Tens of thousands of women have a dramatically increased risk of breast cancer if they have a chest X-ray, according to research.

A study found that women genetically susceptible to breast cancer were 54 per cent more likely to get the disease if they had been given a chest X-ray. If they were younger than 20 when X-rayed, the risk of contracting the disease before the age of 40 increased two and a half times.

The researchers said their results raised questions over the use of mammograms in diagnosing women from families known to have the BRCA 1 and 2 genetic mutations. They said MRI scans - which do not use X-rays - might be a better option.

The BRCA 1 and 2 genes make proteins involved in repairing damage to DNA in breast cells. Mutations to these genes, which affect more than one in 500, leave women with a 40 to 80 per cent chance of developing breast cancer at some point in their lives.

According to the findings, a chest X-ray would see the likelihood of some of these women contracting the disease increase from a "high" chance to "extremely high".

Some experts said that, if confirmed, the study could have "significant practice implications" and "could potentially eliminate" mammographic screening of young women. However, cancer charities warned against spreading alarm among women about having mammograms, saying the study was not "conclusive" as it had been based on people's memories of having had X-rays in the past.

Dr David Goldgar, who led the research at the Genetic Epidemiology Group at the International Agency for Research on Cancer in Lyons, France, said his study was one of the first to demonstrate "that women genetically predisposed to breast cancer may be more susceptible to low-dose ionising radiation than other women".

However, he stressed the need for further study to confirm the work, as it was based on people's recollections of having X-rays.

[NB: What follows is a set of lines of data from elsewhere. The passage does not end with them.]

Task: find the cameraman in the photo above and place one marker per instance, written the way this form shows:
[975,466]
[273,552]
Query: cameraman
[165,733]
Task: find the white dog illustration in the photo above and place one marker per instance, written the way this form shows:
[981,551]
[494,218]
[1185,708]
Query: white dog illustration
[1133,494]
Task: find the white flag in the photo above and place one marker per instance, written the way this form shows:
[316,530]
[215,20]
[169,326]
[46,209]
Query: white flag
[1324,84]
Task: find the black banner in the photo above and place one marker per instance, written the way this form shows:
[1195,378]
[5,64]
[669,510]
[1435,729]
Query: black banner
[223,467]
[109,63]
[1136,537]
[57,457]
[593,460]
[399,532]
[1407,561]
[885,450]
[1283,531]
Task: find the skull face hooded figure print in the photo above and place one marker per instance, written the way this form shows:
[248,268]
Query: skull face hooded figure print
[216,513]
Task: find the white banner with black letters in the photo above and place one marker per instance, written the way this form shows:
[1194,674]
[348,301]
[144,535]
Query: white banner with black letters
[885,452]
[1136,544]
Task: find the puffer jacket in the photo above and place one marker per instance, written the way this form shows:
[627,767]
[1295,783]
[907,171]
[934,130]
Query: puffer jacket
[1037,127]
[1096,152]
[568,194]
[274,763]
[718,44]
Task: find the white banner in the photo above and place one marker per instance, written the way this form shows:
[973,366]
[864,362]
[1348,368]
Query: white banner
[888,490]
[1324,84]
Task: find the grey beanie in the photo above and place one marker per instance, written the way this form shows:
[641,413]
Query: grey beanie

More than 1,600 women completed questionnaires asking if they had ever had chest X-rays. The researchers excluded mammograms, saying this would prejudice a study based on recollections "because of its obvious relationship to diagnosis". But they said the results "raise the issue of the potential risks of mammographic screening", which uses X-rays.

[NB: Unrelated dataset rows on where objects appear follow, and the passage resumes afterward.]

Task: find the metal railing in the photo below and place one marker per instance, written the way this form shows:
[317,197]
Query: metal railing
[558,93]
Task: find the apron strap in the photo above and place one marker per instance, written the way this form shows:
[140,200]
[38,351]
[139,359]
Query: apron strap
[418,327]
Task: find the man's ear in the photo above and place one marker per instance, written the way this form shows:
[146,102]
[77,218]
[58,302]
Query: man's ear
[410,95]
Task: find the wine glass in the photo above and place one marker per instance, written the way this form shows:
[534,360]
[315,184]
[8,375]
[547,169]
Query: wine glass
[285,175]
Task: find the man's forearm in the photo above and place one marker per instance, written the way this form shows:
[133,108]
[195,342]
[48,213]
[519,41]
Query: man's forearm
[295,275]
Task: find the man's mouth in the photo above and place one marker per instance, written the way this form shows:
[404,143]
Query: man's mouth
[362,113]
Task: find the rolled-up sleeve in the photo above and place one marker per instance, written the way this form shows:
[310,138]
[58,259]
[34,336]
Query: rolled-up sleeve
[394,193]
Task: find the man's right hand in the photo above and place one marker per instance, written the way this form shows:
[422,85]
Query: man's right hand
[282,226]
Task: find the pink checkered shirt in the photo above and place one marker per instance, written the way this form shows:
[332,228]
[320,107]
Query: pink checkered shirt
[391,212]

The research appeared in yesterday's edition of the Journal of Clinical Oncology, and in an accompanying article, Dr Angela Bradbury and Professor Olufunmilayo Olopade wrote: "If confirmed, this study could have significant practice implications for the BRCA mutation carriers and could potentially eliminate mammographic screening as a surveillance method for early detection of breast cancer in young women."

Professor John Toy, the medical director of Cancer Research UK, urged women not to panic. He pointed to a Lancet Oncology study, published earlier this year, which found no association between mammograms and breast cancer among those with the BRCA mutations.

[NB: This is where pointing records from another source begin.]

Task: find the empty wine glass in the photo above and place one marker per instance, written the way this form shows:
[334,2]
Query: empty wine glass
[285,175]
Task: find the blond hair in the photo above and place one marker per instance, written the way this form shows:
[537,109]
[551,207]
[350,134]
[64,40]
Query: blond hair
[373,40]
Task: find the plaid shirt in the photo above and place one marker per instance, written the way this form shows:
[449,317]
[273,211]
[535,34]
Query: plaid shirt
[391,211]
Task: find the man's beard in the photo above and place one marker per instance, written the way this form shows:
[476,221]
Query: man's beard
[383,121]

On balance, he said, it was worthwhile to have the screening to allow early detection of cancer - and therefore more effective treatment - despite the risk the mammogram could kick-start the disease. "We must interpret these results with caution. This type of study has inherent limitations because it relies on participants recalling the X-rays they have received ... [and it] looked at chest X-rays and not mammograms," he said.

However, Prof Toy said that if the study was found to be correct, it could lead to more use of MRI scans. He gave as an example an 18-year-old woman with BRCA mutations attending hospital with a broken rib. "The doctor might say, 'I think you've cracked your rib. Normally, we'd perhaps take an X-ray and confirm this, but I don't think you have punctured your lung and you've told me you are a BRCA mutation carrier, so perhaps we'll agree that we will forgo the X-ray'," he said.

Dr Sarah Rawlings, of the charity Breakthrough Breast Cancer, said: "This study does not yet offer conclusive evidence. It's still important for women to attend their breast screening appointments as mammography can detect breast cancer early, when it is more likely to be successfully treated."